| Republicans, Racism,
Homophobia, and Affirmative Action
Nice Quotes
President Silver-Spoon
Pink Swastikas
An Anti-Quota Smoke Screen
GOP Racism
Trent Lott Archives
Nice Quotes
Responding to a proposal to rename Houston's Intercontinental Airport
after a black congressman, Jim Westmoreland, a Republican city councilman,
had a better idea: "The idea now is to name the airport Nigger
International. That way it would satisfy all the blacks."
The airport was eventually named after George Bush 1. (more
here)
"There are more American Indians alive today than there were
when Columbus arrived or at any other time in history. Does this
sound like a record of genocide?" --Rush Limbaugh (great article
of Limbaugh rebuttals here)
"There were no politics to polarize us then, to magnify every
slight. The negroes of Washington had their public schools, restaurants,
bars, movie houses, playgrounds and churches; and we had ours."
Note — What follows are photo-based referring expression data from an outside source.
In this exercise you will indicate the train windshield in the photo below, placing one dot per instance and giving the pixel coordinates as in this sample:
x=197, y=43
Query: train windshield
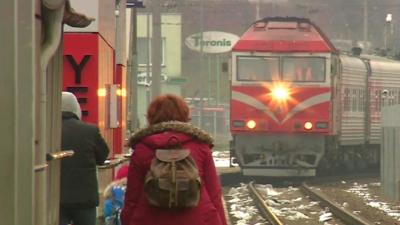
x=303, y=69
x=257, y=68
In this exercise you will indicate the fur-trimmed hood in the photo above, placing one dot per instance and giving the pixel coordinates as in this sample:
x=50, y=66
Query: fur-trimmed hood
x=174, y=126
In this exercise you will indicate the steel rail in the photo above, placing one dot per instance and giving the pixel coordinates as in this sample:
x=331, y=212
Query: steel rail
x=263, y=207
x=341, y=213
--Pat Buchanan, reflecting on 1950s race relations in his autobiography.
(here)
"If the Supreme Court says that you have the right to consensual
gay sex within your home, then you have the right to bigamy, you
have the right to polygamy, you have the right to incest, you have
the right to adultery. You have the right to anything." Pennsylvania
Republican Sen. Rick Santorum (here)
"Fuck the Jews. They don't vote for us anyway." James
Baker to George Bush Sr. in 1992, as relayed by William Safire in
the New York Times (more
here)
"Do you have blacks, too?" George W. Bush, to a shocked
Brazilian President Fernando Henrique Cordoso, in a meeting in March
2001 (Brazil has approximately 170 million black citizens--half
its total population) (here)
Silver Spoon
"Here's a guy who was born on third base and thinks he hit
a triple." --Jim Hightower (here)
NY Times
"President Bush's opposition to the admissions system at the
University of Michigan is easy to take," Representative Robert
Menendez said, "for a man who has benefited from a system that
rewarded him entry into the Ivy League not because of his test scores
and grades but in spite of those test scores and grades, and because
his daddy was an alumnus."
He said Mr. Bush had benefited from a policy of preference for
"legacies and wealth, a preference that has disproportionately
helped whites."
"We have a president who, on his own merit, might not have
made it into Yale," he said. "And he is now trying to
deny the ability of African-Americans, Hispanics, Asian-Americans
and others the ability to compete with students from private schools
in affluent areas of this country."
After the forum, Tom Daschle formally sought to get the Senate
to file a brief in the case in support of the university. But Republicans
objected, with Senator Rick Santorum of Pennsylvania saying the
White House position was the correct one. (here)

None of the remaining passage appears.